COLBY: This was also the man who told me he’d kill me if I mistreated his daughter. And I believed him.

MCKENZIE: You should have. I’m his only girl.

COLBY: And then he came home every day to watch us fulfill our cute little wallet orders and think, “Who did my daughter marry?” (laughs)

MCKENZIE: But, really. If we failed, what were we out? The power of being broke drove us. It fueled our marriage and our business. We learned to truly lean and rely on each other.

COLBY: We eventually moved to a two-bedroom house. We still couldn’t keep up. We were sewing and printing everything one by one. So we got an office at a strip mall with white walls. It was a little like an insane asylum, but it was still better than our house.

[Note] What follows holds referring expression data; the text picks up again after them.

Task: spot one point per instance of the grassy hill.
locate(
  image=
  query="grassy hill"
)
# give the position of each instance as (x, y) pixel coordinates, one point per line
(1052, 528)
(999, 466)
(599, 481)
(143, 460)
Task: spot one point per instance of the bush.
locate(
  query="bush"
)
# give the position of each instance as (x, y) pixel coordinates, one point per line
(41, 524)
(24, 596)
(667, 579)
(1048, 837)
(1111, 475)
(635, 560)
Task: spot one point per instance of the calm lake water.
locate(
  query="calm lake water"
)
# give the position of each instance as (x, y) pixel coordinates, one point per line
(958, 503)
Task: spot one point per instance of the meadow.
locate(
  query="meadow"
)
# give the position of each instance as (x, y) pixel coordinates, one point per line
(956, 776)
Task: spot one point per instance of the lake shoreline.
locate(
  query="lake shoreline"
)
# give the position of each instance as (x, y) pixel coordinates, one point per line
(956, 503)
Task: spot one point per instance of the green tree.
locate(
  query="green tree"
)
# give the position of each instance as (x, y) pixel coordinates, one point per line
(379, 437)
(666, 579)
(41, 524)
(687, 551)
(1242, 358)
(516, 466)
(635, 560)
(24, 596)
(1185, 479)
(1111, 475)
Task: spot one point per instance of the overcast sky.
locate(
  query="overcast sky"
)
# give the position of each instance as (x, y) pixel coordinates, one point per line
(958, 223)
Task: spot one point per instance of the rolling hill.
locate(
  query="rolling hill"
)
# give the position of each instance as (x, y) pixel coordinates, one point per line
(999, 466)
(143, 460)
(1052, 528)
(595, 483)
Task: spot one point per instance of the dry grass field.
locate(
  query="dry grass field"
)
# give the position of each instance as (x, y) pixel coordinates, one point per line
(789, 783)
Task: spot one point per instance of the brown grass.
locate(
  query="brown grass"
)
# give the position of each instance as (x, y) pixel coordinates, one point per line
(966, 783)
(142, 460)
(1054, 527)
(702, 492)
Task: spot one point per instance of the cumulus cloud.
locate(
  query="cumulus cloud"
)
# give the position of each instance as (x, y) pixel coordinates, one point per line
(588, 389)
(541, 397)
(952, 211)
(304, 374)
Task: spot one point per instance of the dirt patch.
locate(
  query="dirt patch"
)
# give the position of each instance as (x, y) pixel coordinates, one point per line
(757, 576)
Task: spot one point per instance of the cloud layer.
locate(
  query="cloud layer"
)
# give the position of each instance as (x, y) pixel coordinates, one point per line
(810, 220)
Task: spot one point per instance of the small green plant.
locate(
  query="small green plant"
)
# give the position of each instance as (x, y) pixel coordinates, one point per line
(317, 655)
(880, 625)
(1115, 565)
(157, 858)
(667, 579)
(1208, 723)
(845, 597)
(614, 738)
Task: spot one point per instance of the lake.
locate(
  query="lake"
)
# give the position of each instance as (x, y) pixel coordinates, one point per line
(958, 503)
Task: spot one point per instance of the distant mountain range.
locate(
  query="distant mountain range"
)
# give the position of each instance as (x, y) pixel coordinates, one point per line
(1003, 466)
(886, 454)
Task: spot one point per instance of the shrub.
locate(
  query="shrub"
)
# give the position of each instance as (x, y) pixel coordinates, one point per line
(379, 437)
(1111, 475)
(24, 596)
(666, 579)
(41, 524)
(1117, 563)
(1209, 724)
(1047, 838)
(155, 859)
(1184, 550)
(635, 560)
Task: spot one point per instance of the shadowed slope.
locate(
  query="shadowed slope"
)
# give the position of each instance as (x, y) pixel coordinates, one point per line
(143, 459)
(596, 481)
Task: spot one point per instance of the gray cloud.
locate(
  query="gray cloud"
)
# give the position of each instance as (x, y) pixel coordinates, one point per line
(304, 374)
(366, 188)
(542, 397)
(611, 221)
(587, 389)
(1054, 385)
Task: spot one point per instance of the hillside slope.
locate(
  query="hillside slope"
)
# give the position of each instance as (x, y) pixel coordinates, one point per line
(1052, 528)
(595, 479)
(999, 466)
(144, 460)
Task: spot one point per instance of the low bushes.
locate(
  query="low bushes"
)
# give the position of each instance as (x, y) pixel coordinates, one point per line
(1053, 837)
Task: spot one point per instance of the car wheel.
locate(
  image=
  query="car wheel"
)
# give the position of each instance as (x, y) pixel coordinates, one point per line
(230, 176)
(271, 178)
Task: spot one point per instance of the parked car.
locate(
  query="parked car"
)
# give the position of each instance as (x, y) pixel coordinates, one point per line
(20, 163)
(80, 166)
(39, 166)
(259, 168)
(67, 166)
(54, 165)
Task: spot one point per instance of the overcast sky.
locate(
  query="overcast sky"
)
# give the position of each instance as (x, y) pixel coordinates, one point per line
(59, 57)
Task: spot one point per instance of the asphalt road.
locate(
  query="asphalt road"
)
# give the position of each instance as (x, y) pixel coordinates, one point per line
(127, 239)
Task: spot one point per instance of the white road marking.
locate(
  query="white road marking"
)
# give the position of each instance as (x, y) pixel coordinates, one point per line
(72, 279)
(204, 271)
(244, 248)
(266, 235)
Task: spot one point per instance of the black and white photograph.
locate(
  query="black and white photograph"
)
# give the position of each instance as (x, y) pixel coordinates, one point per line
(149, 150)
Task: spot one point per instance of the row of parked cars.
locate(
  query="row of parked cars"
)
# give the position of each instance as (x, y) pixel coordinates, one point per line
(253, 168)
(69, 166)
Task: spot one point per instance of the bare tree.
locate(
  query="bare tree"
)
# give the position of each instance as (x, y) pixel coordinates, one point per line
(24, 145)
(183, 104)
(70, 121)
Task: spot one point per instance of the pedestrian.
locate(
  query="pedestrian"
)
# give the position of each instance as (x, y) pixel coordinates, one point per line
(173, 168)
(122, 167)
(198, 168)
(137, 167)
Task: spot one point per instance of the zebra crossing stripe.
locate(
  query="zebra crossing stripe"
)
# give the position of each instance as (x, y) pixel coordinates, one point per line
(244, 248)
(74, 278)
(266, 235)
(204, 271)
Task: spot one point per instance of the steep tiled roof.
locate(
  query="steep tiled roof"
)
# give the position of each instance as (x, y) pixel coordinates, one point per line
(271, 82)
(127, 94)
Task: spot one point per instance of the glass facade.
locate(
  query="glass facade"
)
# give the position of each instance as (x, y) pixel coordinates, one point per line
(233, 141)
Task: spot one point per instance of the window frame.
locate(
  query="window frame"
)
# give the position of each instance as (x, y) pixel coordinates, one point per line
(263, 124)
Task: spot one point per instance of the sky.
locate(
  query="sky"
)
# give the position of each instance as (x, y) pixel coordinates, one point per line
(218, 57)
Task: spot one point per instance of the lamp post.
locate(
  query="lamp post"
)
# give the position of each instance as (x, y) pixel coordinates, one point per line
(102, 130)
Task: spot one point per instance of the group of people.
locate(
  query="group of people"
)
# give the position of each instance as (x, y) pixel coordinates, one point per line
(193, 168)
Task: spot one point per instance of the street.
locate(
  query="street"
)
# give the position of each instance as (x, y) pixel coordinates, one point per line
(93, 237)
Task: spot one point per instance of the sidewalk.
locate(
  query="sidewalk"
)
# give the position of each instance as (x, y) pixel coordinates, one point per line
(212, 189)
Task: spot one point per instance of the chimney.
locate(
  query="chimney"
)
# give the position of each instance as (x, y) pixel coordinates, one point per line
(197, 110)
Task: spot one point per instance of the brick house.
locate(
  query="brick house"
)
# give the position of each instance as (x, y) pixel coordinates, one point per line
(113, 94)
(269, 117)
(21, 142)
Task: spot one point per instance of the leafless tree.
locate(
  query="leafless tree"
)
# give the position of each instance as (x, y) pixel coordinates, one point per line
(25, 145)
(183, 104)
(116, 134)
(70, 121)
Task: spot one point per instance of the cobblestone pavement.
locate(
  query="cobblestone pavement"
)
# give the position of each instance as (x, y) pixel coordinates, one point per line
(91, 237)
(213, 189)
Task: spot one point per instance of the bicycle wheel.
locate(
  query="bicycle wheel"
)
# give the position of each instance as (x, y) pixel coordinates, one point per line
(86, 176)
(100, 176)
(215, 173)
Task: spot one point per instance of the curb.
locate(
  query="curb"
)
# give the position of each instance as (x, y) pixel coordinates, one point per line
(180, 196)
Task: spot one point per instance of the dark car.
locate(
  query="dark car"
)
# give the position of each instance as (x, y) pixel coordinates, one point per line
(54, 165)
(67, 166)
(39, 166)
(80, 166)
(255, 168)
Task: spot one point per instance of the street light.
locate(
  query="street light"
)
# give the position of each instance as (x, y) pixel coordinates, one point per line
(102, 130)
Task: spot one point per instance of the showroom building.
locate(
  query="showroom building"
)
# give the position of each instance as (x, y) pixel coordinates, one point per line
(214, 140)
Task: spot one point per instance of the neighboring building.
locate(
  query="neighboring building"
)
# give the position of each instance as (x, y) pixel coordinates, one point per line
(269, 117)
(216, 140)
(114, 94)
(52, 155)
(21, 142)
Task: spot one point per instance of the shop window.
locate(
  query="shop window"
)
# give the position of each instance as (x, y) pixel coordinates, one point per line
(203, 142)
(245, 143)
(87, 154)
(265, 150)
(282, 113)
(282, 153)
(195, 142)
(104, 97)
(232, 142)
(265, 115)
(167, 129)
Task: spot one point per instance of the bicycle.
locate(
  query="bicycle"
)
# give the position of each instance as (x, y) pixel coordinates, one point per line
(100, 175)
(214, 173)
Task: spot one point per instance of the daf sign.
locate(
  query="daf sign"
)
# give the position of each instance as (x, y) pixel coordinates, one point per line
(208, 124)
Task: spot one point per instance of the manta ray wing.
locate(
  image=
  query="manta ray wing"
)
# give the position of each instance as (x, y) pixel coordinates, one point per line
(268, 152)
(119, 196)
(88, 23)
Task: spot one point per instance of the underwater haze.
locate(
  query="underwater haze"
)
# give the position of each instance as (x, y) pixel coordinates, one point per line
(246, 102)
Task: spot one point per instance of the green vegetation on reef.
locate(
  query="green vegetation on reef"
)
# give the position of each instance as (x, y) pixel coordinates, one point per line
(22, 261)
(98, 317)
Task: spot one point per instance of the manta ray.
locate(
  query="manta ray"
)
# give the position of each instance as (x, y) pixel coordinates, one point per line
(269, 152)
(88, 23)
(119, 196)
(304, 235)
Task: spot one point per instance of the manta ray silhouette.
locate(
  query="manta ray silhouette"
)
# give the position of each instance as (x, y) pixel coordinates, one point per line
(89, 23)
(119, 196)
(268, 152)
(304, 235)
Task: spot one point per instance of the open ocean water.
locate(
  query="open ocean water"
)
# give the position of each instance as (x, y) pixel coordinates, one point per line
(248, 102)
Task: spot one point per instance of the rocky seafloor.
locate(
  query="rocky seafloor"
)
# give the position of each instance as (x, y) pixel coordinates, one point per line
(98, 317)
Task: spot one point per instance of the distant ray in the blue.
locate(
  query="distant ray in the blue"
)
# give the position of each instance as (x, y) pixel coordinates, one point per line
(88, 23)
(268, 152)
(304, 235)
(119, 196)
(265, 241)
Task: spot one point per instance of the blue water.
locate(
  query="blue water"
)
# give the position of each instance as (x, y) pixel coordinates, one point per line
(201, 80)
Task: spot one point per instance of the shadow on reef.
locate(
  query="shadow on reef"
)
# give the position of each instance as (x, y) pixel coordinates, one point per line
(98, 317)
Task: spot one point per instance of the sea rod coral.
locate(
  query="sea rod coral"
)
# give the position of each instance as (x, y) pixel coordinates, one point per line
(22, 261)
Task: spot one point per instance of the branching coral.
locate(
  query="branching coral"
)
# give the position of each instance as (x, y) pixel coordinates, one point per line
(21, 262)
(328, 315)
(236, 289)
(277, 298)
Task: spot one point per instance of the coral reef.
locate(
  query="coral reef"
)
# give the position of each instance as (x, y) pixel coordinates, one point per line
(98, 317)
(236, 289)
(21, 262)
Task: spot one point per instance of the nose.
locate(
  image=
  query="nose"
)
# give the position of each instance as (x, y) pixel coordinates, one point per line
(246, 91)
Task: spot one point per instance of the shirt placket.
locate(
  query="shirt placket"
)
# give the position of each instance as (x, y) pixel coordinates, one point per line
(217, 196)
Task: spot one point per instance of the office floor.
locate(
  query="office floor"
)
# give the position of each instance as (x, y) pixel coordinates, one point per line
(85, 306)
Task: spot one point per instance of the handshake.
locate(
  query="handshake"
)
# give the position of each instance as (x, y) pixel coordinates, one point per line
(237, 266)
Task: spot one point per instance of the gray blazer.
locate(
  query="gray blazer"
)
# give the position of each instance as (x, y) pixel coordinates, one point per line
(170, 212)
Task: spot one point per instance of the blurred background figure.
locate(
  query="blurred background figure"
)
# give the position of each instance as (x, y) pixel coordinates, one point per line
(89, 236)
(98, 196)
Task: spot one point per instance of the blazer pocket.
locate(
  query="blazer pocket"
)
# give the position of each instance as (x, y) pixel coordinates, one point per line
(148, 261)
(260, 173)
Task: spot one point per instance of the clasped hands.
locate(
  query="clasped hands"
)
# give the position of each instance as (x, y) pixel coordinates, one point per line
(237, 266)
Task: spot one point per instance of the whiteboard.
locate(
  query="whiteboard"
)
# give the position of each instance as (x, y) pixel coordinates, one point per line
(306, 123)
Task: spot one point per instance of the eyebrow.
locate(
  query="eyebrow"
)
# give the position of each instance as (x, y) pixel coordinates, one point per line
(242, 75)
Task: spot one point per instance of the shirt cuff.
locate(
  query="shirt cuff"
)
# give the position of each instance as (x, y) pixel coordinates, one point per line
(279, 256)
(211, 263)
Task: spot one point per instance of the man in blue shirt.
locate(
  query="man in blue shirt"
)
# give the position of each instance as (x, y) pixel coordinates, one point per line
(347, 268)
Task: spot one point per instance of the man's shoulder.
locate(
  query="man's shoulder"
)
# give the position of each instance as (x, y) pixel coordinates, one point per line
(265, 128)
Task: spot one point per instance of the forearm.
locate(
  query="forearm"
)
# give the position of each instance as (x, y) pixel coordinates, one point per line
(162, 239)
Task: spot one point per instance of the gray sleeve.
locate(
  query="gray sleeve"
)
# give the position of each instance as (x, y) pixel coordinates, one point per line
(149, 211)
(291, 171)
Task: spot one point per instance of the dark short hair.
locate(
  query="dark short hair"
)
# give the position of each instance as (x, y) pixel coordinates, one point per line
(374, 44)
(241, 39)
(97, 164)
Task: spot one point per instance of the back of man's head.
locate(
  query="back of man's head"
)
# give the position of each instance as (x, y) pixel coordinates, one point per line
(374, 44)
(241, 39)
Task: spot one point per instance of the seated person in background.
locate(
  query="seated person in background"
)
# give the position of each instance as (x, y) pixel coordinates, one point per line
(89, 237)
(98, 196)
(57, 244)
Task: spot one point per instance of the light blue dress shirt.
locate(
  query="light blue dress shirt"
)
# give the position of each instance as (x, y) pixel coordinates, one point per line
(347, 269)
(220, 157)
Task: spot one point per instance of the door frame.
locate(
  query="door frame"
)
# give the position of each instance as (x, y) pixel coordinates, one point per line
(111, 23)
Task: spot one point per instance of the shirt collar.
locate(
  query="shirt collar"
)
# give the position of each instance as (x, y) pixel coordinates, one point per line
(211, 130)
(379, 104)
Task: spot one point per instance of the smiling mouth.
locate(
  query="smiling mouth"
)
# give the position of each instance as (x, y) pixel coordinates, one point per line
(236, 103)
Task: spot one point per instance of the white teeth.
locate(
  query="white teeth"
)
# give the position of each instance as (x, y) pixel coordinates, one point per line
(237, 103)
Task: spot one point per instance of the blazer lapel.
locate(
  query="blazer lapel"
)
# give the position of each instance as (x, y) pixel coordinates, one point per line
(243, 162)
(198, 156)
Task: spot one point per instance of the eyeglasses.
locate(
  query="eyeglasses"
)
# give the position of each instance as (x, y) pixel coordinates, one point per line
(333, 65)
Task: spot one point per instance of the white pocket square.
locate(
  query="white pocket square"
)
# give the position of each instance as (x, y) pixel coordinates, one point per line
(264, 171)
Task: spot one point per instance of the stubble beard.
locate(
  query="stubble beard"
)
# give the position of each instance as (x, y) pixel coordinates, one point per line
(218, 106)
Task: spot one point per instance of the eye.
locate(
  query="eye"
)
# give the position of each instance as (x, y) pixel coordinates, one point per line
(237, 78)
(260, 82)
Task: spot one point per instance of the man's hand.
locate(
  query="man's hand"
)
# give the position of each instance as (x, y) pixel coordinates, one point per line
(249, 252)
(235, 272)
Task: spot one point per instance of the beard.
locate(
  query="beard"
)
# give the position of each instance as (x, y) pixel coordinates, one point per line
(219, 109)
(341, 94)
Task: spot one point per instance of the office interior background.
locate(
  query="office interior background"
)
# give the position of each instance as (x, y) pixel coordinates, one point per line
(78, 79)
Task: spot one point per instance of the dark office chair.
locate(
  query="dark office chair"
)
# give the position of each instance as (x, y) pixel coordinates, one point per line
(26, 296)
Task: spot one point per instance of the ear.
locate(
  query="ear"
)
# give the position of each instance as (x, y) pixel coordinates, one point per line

MCKENZIE: Once we started outsourcing, we could start scaling. It was a business-changer — for both our stress levels and growth of the business. We were able to focus more on marketing, creative, and strategic hires. The shift was staggering.

COLBY: We now have a team of 14 people who are super invested in the brand. We moved into this office in 2017, and we’ll be moving into a bigger office soon. Right now the goal is to dominate the wallet market. But in the future, we will be the brand for all-things carry accessories — wallets, phone cases, backpacks, you name it.

MCKENZIE: Our company history consists of us saying, “Can you believe where we’re at?” And then we grow again, and say, “Can you believe where we’re at now?!” We can finally believe it. This is just the beginning.

COLBY: Oh, and by the way … seeing your products carried by complete strangers? Still completely cool.